I’ve been taking an accidental course in Russian history. I started with The Family Romanov by Candace Fleming. It’s all about the last tsar of Russia and his family, muddling their way through a quickly changing political world. The book is wonderfully written, sort of a sweeping family saga except tragically true.
The Family Romanov served as the perfect appetizer for the what turned out to be the main course: Symphony for the City of the Dead, by M.T. Anderson. This is another (supposed) children’s book about Russian politics and history, all carefully woven around the life story of composer Dmitri Shostakovich.
Shostakovich was first loved by the Russian people, then targeted by the government and treated as a pariah, then loved once again.

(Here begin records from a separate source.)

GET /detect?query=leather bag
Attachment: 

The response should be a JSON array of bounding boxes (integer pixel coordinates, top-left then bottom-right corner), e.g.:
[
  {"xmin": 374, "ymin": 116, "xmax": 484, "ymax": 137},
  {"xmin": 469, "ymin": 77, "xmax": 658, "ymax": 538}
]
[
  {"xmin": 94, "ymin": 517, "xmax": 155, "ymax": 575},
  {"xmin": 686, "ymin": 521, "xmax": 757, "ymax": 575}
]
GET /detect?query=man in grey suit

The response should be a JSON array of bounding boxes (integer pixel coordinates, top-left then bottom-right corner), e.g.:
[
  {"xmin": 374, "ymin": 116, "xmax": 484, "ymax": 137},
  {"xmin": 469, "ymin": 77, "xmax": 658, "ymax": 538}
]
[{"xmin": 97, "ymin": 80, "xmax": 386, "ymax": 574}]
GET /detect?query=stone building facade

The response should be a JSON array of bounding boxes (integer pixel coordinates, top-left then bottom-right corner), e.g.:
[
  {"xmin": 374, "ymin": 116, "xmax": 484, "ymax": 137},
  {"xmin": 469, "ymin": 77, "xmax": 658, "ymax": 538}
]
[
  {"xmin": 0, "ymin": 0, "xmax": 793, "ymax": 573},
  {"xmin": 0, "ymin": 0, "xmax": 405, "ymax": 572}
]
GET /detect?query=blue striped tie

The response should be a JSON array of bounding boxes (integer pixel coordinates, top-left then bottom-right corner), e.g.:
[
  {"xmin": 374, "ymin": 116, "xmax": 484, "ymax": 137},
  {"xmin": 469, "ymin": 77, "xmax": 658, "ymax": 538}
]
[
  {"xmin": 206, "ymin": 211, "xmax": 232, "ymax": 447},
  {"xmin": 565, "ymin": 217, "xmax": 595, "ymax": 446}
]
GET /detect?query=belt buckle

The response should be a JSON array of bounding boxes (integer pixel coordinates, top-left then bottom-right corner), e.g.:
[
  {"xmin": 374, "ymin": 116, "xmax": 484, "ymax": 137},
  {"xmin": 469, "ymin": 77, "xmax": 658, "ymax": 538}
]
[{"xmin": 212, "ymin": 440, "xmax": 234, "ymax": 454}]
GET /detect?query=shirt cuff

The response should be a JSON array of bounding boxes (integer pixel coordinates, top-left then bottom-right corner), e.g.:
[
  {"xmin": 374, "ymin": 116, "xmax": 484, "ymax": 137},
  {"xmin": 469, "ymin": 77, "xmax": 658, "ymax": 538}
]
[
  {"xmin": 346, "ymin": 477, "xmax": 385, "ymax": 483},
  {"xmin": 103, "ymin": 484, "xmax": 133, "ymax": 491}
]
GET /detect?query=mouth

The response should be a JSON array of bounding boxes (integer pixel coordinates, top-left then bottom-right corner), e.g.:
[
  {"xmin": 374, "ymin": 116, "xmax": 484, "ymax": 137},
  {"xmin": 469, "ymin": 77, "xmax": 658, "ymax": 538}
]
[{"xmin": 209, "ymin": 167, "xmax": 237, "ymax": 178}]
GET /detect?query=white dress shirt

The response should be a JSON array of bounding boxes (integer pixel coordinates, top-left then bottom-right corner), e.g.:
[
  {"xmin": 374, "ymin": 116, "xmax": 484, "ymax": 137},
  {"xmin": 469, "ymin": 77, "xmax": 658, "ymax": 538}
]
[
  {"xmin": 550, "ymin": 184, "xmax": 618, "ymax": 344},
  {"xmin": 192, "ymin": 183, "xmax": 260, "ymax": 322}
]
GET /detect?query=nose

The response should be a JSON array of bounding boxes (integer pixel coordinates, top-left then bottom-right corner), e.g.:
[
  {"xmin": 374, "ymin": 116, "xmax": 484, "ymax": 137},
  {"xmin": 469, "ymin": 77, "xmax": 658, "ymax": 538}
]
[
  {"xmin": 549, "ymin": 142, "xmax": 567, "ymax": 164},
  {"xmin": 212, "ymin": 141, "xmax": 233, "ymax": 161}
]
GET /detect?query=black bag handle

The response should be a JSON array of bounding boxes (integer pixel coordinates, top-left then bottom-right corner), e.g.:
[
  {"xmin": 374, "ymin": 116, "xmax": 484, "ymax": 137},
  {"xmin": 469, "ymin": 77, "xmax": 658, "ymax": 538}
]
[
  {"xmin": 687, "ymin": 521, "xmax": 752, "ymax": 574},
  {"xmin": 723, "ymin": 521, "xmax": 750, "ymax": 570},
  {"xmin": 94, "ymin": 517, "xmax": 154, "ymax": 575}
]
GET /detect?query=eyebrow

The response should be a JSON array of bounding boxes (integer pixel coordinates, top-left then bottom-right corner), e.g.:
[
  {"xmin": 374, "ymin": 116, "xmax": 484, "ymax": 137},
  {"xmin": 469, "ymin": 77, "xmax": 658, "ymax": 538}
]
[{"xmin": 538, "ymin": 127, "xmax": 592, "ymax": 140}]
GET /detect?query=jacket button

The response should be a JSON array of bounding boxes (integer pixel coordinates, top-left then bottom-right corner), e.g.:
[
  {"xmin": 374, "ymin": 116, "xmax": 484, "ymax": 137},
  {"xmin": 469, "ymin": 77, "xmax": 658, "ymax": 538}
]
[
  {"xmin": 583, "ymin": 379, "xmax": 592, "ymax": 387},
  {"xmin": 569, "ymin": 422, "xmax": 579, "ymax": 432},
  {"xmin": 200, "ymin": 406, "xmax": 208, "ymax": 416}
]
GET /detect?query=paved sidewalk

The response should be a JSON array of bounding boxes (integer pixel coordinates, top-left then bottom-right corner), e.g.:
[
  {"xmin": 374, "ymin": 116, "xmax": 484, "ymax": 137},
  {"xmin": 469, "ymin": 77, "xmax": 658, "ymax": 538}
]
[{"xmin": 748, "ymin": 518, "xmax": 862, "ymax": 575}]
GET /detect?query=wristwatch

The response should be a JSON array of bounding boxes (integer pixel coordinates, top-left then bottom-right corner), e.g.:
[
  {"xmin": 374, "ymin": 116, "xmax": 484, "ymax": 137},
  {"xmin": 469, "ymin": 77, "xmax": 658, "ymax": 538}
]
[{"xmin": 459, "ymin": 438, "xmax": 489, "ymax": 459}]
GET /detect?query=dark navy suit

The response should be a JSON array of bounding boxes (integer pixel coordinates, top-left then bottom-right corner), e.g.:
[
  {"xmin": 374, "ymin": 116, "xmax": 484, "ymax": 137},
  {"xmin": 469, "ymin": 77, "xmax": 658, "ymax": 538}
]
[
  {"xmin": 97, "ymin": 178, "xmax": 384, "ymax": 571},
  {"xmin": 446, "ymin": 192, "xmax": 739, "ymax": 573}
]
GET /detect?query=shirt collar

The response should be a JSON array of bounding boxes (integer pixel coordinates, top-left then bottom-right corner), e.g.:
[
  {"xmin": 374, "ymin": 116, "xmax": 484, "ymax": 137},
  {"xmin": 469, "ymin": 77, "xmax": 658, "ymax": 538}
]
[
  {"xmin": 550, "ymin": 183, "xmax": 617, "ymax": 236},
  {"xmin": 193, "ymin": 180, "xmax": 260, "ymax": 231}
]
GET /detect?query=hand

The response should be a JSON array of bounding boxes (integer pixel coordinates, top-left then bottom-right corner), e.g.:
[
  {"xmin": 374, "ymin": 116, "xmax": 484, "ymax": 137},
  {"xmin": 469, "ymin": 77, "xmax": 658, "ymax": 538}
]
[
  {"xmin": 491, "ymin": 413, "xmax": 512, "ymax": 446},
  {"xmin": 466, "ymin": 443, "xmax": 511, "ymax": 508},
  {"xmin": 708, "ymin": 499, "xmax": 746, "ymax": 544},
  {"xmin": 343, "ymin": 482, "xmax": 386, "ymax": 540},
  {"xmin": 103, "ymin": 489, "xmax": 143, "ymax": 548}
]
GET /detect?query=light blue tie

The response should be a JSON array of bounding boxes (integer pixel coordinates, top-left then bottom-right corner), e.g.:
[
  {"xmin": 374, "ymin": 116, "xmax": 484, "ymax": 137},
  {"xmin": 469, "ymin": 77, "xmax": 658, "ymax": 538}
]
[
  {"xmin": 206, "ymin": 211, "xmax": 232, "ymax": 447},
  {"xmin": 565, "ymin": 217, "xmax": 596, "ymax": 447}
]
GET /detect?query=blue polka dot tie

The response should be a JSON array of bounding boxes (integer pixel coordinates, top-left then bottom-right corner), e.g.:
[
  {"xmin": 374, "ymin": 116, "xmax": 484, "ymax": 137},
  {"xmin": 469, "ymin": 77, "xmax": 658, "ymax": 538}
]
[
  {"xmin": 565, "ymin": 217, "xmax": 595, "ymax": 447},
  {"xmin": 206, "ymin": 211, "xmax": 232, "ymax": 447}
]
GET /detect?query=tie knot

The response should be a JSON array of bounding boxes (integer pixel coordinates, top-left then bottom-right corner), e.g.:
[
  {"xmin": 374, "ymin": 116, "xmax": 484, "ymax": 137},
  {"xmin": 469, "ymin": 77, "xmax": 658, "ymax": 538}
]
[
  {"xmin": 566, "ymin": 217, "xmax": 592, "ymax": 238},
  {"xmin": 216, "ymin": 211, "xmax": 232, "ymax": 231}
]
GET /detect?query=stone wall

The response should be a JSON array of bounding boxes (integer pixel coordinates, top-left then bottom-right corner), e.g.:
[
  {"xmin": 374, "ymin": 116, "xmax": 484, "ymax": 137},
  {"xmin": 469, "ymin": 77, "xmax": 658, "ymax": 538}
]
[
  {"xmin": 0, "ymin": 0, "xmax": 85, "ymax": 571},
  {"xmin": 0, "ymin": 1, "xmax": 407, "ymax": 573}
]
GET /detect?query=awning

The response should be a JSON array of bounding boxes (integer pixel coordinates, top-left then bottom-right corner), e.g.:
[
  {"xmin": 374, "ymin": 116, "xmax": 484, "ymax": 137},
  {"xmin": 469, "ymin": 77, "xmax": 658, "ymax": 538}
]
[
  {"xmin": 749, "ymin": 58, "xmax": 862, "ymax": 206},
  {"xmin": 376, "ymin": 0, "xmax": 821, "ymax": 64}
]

He survived the siege of Leningrad during World War II. The symphony he wrote while starving in his beloved city became an international symbol of hope and humanity.
The book was fascinating. My only issue is… it’s about a billion pages long. And it’s about Russian history. Are kids really going to read it? I devoured every possible book as a kid, but I can’t see my 13-year-old self choosing this one. And my daughter, avid reader that she is, didn’t make it through the more palatable Family Romanov.
What makes a non-fiction book a kid’s non-fiction book? That’s what I’ve been wondering, in between marvelling at the machinations of Russian politics. The prose in Symphony for the City of the Dead is clear and compelling… but shouldn’t that be a mark of good adult non-fiction as well? Anderson doesn’t assume the reader has prior knowledge of history, geography, or politics, and he offers plenty of background information… but wouldn’t more adults read Russian history if that were the case in all non-fiction books?
I have no real answers to these questions, except to say that both kids and adults should be choosing more non-fiction and these books are a wonderful place to start (for adults) and an impressive challenge (for younger readers).
I’m off to continue my Russian education with Stalin’s Daughter by Rosemary Sullivan. I’ll let you know how I do with my transition to actual grown-up biography.